Les autres s’éveillèrent dans la clarté glauque d’une journée que la météo qualifiait de journée mi-figue mi-raisin, avec des nuages gris et bas, et quelquefois quelques rayons d’un soleil qui tentait de s’affirmer.
La matinée était bien avancée lorsqu’une chaise roulante fut poussée dans le jardin. L’homme pilotait, souriant, une femme toujours pâle l’enfant trottinait à côté.

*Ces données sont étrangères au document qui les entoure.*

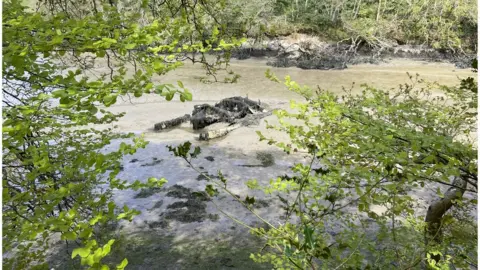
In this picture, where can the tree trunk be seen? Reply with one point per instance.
(438, 208)
(378, 9)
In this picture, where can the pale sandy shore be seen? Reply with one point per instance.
(157, 239)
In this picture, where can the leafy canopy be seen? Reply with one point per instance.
(58, 177)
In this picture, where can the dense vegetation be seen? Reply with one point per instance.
(445, 24)
(375, 149)
(52, 92)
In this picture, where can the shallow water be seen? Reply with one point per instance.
(164, 248)
(254, 83)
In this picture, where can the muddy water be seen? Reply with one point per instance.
(158, 242)
(254, 84)
(142, 113)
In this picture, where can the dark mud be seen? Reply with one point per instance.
(338, 57)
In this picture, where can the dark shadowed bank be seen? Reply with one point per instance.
(324, 56)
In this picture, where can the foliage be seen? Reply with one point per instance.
(377, 151)
(442, 24)
(58, 178)
(372, 157)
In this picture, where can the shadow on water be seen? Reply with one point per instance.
(154, 250)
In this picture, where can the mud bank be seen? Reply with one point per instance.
(309, 52)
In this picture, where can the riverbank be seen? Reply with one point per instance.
(310, 52)
(179, 231)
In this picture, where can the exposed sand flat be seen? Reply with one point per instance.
(157, 225)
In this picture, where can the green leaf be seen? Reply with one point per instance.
(187, 95)
(169, 95)
(130, 46)
(249, 200)
(123, 264)
(309, 238)
(69, 236)
(81, 251)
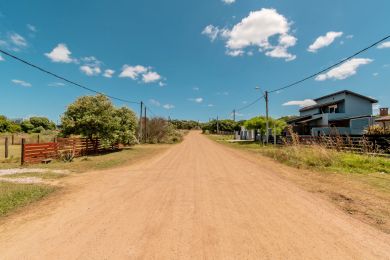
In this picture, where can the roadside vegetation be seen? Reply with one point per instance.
(358, 184)
(89, 117)
(13, 196)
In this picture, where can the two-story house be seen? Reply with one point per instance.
(344, 112)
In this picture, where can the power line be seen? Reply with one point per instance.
(332, 66)
(64, 79)
(250, 104)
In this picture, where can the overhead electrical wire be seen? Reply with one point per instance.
(331, 67)
(65, 79)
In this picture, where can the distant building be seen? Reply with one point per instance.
(344, 112)
(384, 118)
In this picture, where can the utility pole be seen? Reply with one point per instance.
(140, 123)
(266, 116)
(146, 122)
(217, 125)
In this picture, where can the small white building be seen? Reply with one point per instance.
(245, 134)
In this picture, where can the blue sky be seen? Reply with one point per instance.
(190, 59)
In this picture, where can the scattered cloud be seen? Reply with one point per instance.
(146, 74)
(154, 102)
(32, 28)
(151, 77)
(211, 31)
(229, 2)
(18, 40)
(60, 53)
(132, 71)
(21, 83)
(384, 45)
(90, 71)
(14, 42)
(108, 73)
(56, 84)
(196, 100)
(256, 30)
(301, 103)
(345, 70)
(324, 41)
(168, 106)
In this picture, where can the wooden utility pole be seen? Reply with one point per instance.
(145, 119)
(22, 151)
(6, 147)
(140, 123)
(266, 116)
(217, 125)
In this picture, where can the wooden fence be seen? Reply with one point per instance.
(36, 153)
(362, 144)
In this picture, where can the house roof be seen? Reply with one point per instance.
(383, 119)
(320, 105)
(348, 92)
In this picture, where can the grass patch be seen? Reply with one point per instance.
(357, 184)
(42, 175)
(14, 195)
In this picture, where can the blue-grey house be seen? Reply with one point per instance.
(344, 112)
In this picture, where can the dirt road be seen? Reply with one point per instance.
(198, 200)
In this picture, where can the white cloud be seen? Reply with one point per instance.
(150, 77)
(154, 102)
(132, 71)
(229, 2)
(21, 83)
(256, 30)
(345, 70)
(196, 100)
(301, 103)
(18, 40)
(56, 84)
(135, 72)
(234, 53)
(60, 53)
(384, 45)
(211, 31)
(90, 71)
(168, 106)
(32, 28)
(324, 41)
(108, 73)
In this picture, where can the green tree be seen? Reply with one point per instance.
(42, 122)
(96, 117)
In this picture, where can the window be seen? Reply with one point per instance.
(333, 109)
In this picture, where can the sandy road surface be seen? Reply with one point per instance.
(198, 200)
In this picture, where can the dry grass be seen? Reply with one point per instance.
(357, 184)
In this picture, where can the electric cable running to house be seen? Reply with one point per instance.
(250, 104)
(332, 66)
(65, 79)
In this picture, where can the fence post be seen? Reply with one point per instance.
(23, 152)
(6, 147)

L’if, que le vent avait penché sur le sol se redressa vaillament. Le troène se secoua. Les pâquerettes essayèrent de faire briller leurs pétales sous les rayons de soleil. Curieuse, le dernier hellébore émergea de sous les feuilles. Son bouton était devenu corolle, et, elle aussi présentait des reflets qui, comme ceux de sa sœur, allaient du rose pâle au violet délicat.
Le chéri en question avait déjà arraché la rose de Noël : une toute petite tige, un bouton qui voulait s’ouvrir. On rentra. Maman qui –l’if devait l’apprendre plus tard- guérissait lentement après un grave accident, demanda à son mari de lui chercher une jolie coupe qui lui venait de sa mère. Fiston réussit sans trop renverser à mettre un fond d’eau et maman y posa délicatement le bouton de la rose de Noël.
On l’oublia.
Vint le soir. Nounou, toute souriante, alluma le sapin tout d’or décoré. On échangea des cadeaux et l’on passa à table.
La rose de Noël était là, au centre de la table, dans sa magnifique robe où des teintes pastels jouaient avec les lueurs des bougies. L’if, qui pouvait voir à l’intérieur de la maison grâce à des volets non fermés songeait à ce qu’il avait entendu. Oui, en ce jour la tendresse s’était étendue sur cette maison. La joie allait renaître. La rose de Noël participa à cet élan d’espérance. Radieuse dans sa coupe désuète, elle, qui n’avait pas voulu fleurir, déployait toute sa richesse. Elle étincelait devant les yeux éblouis des convives qui, pour ces fêtes de Noël, espéraient comme de nombreuses familles sur terre, un peu de bonheur dans ce monde chaotique… Joyeux Noël à tous.